Chapter 427: Naruto: Saya Uchiha Shirou [427] | Naruto: I am Uchiha Shirou
Chapter 427: Naruto: Saya Uchiha Shirou [427]
427: Naruto: Saya Uchiha Shirou [427]
Konoha.
Langit mendung, dengan hujan dingin turun, membasahi debu reruntuhan.
Sebuah kawah raksasa muncul di desa itu, dan puing-puing berserakan di mana-mana.
Para ninja, berkeringat dan kelelahan, buru-buru menggunakan Jurus Bumi untuk menyelamatkan yang terluka. Suara kesakitan dan tangisan tak kunjung berhenti.

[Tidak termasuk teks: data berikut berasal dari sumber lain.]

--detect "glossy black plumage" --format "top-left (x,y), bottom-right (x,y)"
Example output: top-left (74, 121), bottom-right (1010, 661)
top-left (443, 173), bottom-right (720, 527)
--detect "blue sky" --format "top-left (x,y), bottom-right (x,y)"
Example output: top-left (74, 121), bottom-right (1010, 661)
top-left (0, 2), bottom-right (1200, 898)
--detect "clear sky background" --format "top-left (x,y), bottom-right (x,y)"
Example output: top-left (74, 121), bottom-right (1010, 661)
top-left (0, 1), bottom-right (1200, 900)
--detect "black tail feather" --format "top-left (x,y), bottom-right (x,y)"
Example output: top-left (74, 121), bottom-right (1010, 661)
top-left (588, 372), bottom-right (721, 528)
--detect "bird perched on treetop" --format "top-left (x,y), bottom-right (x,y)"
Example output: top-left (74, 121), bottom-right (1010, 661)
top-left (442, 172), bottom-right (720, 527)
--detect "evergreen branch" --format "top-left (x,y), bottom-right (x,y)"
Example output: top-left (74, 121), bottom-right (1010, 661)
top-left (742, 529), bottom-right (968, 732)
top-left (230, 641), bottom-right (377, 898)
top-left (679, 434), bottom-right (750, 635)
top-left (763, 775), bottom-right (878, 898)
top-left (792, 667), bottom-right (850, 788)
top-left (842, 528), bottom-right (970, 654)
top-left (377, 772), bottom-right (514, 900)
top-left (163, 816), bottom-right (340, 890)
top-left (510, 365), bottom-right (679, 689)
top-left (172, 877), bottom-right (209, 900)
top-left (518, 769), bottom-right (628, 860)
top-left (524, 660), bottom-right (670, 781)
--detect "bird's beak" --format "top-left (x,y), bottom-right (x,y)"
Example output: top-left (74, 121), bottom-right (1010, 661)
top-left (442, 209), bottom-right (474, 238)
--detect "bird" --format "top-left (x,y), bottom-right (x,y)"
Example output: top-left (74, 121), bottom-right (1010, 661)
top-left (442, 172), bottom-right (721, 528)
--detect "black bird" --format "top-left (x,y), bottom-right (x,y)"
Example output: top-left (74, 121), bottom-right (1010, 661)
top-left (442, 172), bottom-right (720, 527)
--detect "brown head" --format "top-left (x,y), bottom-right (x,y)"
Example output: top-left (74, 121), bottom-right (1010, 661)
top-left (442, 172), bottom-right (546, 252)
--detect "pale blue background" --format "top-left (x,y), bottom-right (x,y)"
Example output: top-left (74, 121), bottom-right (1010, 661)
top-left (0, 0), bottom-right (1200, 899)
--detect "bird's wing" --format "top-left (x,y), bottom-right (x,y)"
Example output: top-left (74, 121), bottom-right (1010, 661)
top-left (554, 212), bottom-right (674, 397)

<!--more--><!--novelstealer x ruidrive-->Di setiap tenda, tak terhitung banyaknya penduduk desa dan shinobi yang menatap kosong reruntuhan yang dulunya adalah rumah mereka.
"Bagaimana ini bisa terjadi? Kita semua baru saja bersama-sama…"

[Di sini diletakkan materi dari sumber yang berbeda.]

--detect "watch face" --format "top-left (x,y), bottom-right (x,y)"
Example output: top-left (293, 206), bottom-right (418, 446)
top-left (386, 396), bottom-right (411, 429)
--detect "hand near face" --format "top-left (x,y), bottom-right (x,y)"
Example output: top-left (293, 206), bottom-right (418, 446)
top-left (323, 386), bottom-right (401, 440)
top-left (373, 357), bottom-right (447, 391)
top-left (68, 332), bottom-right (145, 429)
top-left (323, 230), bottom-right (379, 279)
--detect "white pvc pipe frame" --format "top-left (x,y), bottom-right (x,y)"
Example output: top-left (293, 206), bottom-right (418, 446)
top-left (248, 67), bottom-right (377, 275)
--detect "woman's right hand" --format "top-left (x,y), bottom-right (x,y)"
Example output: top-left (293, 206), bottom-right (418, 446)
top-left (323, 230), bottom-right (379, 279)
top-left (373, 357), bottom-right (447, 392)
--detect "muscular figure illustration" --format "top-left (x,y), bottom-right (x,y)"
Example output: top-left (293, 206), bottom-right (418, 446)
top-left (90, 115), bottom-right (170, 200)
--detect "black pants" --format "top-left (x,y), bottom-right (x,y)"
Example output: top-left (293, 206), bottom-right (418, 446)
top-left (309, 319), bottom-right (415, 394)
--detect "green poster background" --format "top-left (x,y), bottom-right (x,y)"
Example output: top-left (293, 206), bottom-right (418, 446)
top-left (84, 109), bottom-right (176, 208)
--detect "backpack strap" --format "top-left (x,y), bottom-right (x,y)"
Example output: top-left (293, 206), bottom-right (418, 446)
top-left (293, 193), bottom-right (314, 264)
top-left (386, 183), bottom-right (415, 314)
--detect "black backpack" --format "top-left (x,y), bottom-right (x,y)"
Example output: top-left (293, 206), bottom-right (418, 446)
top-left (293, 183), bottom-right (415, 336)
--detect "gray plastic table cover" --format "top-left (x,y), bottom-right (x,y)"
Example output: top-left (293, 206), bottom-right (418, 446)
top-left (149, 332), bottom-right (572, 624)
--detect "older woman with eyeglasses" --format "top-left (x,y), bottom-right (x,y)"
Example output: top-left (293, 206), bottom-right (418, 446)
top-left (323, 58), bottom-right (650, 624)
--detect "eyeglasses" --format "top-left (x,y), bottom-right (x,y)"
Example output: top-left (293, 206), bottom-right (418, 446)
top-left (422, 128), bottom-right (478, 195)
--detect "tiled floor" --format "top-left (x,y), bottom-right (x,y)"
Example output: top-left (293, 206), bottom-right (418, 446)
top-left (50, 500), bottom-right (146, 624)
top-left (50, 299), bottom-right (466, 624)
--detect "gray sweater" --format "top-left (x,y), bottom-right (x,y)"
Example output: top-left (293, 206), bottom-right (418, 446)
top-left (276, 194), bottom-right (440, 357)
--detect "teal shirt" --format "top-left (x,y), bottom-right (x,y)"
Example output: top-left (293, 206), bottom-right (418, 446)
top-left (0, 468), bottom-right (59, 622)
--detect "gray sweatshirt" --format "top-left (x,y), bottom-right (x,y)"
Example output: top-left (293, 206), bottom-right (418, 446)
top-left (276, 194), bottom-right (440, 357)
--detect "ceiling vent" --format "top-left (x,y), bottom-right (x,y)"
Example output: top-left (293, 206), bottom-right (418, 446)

Seorang lelaki tua keluar dari tempat berlindung, menangis saat melihat kehancuran itu.
Di kamp pengungsi, banyak penduduk desa menatap mangkuk bubur encer mereka dalam diam.

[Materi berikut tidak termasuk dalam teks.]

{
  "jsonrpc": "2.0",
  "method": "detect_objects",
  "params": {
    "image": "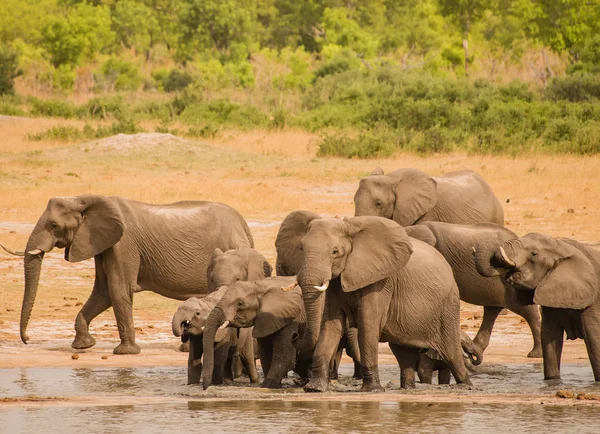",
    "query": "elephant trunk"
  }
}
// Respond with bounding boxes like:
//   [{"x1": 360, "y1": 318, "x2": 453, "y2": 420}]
[
  {"x1": 20, "y1": 224, "x2": 53, "y2": 344},
  {"x1": 202, "y1": 307, "x2": 225, "y2": 390},
  {"x1": 171, "y1": 309, "x2": 191, "y2": 337}
]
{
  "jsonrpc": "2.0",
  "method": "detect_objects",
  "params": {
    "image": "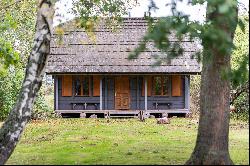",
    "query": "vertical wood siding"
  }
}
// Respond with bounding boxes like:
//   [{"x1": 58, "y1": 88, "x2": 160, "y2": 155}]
[
  {"x1": 172, "y1": 75, "x2": 183, "y2": 96},
  {"x1": 93, "y1": 76, "x2": 100, "y2": 96},
  {"x1": 62, "y1": 75, "x2": 72, "y2": 96},
  {"x1": 141, "y1": 76, "x2": 152, "y2": 96}
]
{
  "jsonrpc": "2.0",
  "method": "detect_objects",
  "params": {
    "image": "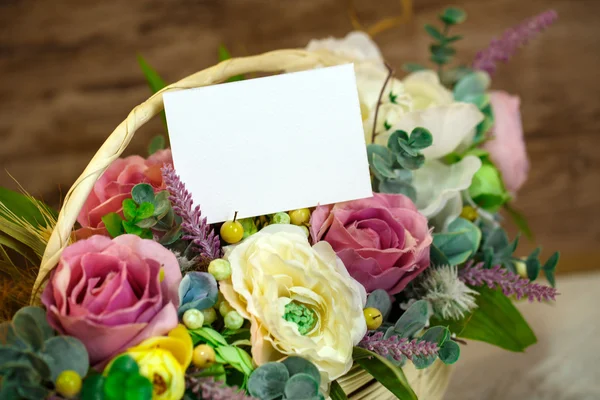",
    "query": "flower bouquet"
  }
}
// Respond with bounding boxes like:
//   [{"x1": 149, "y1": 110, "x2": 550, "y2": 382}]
[{"x1": 0, "y1": 8, "x2": 558, "y2": 400}]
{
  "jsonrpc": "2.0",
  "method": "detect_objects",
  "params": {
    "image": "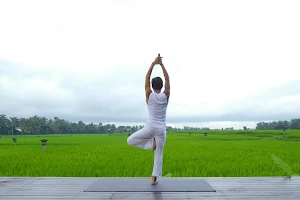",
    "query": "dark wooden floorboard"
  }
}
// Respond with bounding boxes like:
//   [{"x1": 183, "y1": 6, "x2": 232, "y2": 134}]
[{"x1": 0, "y1": 177, "x2": 300, "y2": 200}]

"Mengapa begitu banyak yang tewas? Hokage seharusnya adalah ninja terkuat… Mengapa dia tidak bisa melindungi kita?"
"Sialan, rubah iblis itu adalah kutukan. Bencana Konoha tak pernah berakhir setelah kemunculannya."
"Rubah iblis…"
Sekelompok penduduk desa terdiam. Kata-kata "rubah iblis" kini mengandung kebencian yang gelap dan tak terucapkan.
Namun ketika mereka memikirkan kekuatan rubah yang luar biasa, yang bisa mereka lakukan hanyalah bergumam sendiri—tidak ada yang berani memberontak.
Inilah kedamaian di bawah bayang-bayang kekuasaan.
Sementara itu, di sebuah rumah sakit darurat…
"Naruto, tubuhmu sudah terlalu lelah. Yang kau butuhkan adalah istirahat."
"Tidak! Aku tidak bisa beristirahat. Saat musuh menyadari mereka telah ditipu, mereka akan kembali. Kita harus menghentikan mereka…"
Naruto turun dari tempat tidurnya, kelelahan terpancar jelas di wajahnya saat ia menatap desa yang hancur.
"Naruto!"
Sakura, dokter yang merawatnya, menghela napas lelah.
"Naruto, aku tahu kau sedang berduka. Boruto masih muda—dia belum mengerti…"
Namun sebelum dia selesai bicara, Naruto memotongnya dengan marah:
"Apakah usia mudanya membenarkan pembunuhan penduduk desa? Bajingan itu bukan lagi ninja Konoha, dan bukan pula anakku!"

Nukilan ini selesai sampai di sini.